Rolf Birkhölzer

Personal information
- Date of birth: 29 September 1949
- Place of birth: Frankfurt, Hesse, West Germany
- Date of death: 6 March 2026 (aged 76)
- Place of death: Wetzlar, Hesse, Germany
- Height: 1.76 m (5 ft 9 in)
- Position: Goalkeeper

Senior career*
- Years: Team / Apps / (Gls)
- 1968–1970: 1. FC Köln / 12 / (0)
- 1970–1972: KSV Hessen Kassel
- VfB Gießen
- TuSpo Ziegenhain

Managerial career
- 1982: FSV Frankfurt

= Rolf Birkhölzer =

German footballer (1949–2026)

Rolf Birkhölzer (29 September 1949 – 6 March 2026) was a German professional footballer who played as a goalkeeper.

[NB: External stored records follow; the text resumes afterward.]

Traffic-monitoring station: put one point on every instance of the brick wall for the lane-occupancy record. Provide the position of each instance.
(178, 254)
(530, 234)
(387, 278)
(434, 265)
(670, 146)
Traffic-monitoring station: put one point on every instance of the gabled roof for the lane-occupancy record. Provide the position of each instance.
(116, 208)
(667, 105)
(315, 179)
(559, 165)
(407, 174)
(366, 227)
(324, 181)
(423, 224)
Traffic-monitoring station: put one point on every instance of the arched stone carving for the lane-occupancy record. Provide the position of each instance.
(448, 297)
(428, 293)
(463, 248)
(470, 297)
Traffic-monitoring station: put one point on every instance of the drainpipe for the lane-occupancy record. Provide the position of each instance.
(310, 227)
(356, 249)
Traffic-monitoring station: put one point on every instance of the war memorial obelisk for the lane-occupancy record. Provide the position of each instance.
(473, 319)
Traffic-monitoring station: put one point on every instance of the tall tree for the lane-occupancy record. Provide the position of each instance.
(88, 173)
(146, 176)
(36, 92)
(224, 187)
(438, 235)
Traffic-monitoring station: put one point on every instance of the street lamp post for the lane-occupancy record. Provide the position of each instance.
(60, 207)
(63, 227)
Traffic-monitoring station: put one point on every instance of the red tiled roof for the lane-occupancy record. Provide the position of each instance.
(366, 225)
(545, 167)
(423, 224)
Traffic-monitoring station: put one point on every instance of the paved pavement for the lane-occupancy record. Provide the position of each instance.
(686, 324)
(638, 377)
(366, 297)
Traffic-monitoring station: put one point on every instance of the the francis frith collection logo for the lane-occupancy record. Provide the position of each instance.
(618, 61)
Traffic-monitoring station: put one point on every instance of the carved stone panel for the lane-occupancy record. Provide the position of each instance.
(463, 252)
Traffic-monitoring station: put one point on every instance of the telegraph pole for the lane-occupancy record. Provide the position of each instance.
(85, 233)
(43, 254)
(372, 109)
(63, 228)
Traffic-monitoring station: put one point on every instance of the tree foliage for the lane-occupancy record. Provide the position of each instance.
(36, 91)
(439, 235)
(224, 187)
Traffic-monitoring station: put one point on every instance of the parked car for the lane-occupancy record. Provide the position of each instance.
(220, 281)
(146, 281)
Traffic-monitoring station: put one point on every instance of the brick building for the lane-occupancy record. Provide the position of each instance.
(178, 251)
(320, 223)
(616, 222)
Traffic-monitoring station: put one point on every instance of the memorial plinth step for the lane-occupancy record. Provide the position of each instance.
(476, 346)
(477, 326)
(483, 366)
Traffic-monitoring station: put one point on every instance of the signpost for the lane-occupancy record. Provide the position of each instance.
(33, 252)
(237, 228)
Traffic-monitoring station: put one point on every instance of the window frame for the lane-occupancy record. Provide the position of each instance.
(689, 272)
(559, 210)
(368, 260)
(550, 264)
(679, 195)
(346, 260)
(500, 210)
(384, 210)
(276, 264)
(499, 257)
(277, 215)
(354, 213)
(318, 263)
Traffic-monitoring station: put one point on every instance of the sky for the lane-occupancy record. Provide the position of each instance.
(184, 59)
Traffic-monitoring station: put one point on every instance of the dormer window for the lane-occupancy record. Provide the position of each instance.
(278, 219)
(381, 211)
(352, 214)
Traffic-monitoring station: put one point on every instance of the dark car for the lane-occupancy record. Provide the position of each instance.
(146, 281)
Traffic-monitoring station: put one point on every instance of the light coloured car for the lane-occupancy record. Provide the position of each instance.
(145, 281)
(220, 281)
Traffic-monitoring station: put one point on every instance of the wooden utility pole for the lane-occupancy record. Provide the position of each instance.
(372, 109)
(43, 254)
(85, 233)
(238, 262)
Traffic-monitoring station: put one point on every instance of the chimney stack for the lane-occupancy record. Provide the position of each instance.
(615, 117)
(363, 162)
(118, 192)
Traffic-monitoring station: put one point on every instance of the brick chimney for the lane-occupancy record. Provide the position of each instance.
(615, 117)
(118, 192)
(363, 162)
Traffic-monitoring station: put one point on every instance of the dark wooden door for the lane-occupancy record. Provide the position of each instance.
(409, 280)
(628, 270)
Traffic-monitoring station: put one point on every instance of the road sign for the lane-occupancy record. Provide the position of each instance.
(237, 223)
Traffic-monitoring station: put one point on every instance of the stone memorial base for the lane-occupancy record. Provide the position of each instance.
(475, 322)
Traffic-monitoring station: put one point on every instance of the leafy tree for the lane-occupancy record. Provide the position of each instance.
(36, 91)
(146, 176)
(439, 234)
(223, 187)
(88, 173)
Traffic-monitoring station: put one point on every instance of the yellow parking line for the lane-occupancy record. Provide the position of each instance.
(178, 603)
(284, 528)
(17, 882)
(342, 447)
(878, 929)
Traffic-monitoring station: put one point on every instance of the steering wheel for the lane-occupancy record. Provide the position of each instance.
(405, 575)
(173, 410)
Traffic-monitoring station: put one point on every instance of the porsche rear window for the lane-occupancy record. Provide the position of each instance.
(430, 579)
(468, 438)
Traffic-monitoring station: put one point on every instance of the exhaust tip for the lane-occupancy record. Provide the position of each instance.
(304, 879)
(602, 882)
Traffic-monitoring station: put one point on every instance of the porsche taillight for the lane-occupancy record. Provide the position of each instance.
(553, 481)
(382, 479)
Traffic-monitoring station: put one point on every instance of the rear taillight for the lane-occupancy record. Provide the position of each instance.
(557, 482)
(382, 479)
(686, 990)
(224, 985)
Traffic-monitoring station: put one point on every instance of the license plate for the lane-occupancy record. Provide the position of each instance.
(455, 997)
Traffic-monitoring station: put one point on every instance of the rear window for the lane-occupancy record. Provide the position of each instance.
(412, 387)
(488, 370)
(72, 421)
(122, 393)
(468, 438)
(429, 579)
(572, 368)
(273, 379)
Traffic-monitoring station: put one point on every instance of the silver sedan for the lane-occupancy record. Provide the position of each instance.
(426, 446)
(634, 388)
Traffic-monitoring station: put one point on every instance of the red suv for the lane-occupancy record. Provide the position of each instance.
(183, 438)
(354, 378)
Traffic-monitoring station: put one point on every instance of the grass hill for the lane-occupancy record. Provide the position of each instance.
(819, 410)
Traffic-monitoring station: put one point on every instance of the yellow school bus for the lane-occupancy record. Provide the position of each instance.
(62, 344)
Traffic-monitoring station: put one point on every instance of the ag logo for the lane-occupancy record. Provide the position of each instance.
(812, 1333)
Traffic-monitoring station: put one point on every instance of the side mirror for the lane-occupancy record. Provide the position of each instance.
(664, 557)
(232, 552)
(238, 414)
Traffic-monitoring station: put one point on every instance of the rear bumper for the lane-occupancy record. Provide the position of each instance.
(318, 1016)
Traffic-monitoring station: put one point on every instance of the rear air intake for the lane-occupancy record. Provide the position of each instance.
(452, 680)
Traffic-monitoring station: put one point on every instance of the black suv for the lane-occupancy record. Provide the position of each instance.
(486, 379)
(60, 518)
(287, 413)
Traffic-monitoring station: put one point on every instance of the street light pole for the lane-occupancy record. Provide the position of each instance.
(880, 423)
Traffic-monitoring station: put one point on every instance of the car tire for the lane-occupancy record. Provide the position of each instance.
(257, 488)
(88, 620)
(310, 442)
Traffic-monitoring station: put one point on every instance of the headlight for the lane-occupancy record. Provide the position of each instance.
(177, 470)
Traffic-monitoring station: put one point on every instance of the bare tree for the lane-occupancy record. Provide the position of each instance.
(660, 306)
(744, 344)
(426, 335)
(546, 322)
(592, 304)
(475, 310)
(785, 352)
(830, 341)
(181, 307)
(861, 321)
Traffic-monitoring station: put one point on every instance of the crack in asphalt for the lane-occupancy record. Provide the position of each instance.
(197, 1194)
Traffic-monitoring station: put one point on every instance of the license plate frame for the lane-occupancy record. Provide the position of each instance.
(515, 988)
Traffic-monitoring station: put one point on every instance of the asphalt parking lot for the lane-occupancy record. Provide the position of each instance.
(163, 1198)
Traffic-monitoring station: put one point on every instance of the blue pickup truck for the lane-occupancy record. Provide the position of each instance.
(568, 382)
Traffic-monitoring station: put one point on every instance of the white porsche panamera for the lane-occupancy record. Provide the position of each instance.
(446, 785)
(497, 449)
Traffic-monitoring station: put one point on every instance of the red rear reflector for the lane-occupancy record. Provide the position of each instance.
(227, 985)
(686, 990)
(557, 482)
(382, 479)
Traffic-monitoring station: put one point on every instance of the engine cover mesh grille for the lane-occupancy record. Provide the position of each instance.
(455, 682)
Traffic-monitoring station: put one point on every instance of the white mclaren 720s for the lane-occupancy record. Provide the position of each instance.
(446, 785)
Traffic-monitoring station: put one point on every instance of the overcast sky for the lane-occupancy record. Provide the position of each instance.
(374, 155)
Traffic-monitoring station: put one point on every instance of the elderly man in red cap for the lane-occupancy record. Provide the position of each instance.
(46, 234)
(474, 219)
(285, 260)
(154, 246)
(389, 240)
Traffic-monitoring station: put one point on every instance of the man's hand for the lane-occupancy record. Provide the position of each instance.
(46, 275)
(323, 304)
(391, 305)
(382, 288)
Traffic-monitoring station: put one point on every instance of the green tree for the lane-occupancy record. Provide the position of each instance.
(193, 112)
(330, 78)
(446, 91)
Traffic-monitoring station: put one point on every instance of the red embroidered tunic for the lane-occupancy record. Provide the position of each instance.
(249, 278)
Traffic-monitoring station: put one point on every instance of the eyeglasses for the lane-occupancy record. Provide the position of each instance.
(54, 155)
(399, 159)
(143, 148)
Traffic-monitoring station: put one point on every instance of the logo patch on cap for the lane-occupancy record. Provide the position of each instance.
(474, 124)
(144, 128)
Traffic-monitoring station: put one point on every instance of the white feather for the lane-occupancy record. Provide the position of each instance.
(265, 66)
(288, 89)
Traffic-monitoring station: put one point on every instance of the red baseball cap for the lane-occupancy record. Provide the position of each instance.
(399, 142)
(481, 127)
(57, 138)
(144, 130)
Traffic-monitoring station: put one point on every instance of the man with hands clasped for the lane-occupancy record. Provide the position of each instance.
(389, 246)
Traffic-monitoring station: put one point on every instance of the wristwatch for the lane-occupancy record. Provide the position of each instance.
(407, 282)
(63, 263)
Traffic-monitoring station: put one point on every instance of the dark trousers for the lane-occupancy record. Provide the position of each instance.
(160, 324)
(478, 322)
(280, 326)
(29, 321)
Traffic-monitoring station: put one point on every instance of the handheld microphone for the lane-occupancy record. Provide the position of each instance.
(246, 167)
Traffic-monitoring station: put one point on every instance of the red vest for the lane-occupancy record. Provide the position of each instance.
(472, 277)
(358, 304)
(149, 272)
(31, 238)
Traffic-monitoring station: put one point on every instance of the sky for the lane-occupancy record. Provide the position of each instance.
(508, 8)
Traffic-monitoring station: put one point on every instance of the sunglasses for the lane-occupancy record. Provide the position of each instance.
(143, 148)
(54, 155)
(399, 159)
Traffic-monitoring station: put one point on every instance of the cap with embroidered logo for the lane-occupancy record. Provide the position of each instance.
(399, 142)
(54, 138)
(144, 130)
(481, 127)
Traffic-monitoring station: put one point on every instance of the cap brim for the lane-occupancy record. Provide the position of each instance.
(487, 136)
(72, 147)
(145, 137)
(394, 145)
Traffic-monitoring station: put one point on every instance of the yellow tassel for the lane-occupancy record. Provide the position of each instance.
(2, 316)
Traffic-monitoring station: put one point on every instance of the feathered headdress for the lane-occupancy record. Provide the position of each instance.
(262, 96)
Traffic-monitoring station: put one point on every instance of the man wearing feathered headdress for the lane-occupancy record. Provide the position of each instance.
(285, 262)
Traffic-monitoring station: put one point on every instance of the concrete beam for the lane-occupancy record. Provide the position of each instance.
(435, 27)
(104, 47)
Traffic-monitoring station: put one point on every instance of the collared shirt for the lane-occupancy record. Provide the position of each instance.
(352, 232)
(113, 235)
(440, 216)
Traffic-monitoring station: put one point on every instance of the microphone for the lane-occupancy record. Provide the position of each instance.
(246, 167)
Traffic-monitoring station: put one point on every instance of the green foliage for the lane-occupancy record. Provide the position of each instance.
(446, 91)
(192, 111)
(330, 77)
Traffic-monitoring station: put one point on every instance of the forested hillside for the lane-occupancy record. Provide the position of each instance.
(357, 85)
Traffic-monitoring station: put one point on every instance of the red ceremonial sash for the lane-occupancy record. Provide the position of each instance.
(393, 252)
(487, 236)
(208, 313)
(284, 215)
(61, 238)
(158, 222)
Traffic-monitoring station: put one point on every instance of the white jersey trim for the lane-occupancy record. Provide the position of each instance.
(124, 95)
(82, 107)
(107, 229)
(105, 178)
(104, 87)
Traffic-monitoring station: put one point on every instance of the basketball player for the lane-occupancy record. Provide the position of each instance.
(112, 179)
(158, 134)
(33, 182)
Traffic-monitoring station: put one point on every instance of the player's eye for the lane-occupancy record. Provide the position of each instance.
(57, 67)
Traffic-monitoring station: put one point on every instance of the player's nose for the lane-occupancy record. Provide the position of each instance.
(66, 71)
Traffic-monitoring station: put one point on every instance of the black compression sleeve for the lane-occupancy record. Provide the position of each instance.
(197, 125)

Birkhölzer started playing football at the age of nineteen for 1. FC Köln. He also played for KSV Hessen Kassel, VfB Gießen and TuSpo Ziegenhain in a playing career that lasted thirteen years and finished in 1981. He later became the coach of FSV Frankfurt, Schrecksbach, Bad Homburg and TuSpo Ziegenhain.

He played seven internationals for Germany's youth side.

Birkhölzer died at his home in Wetzlar, Germany, on 6 March 2026, at the age of 76.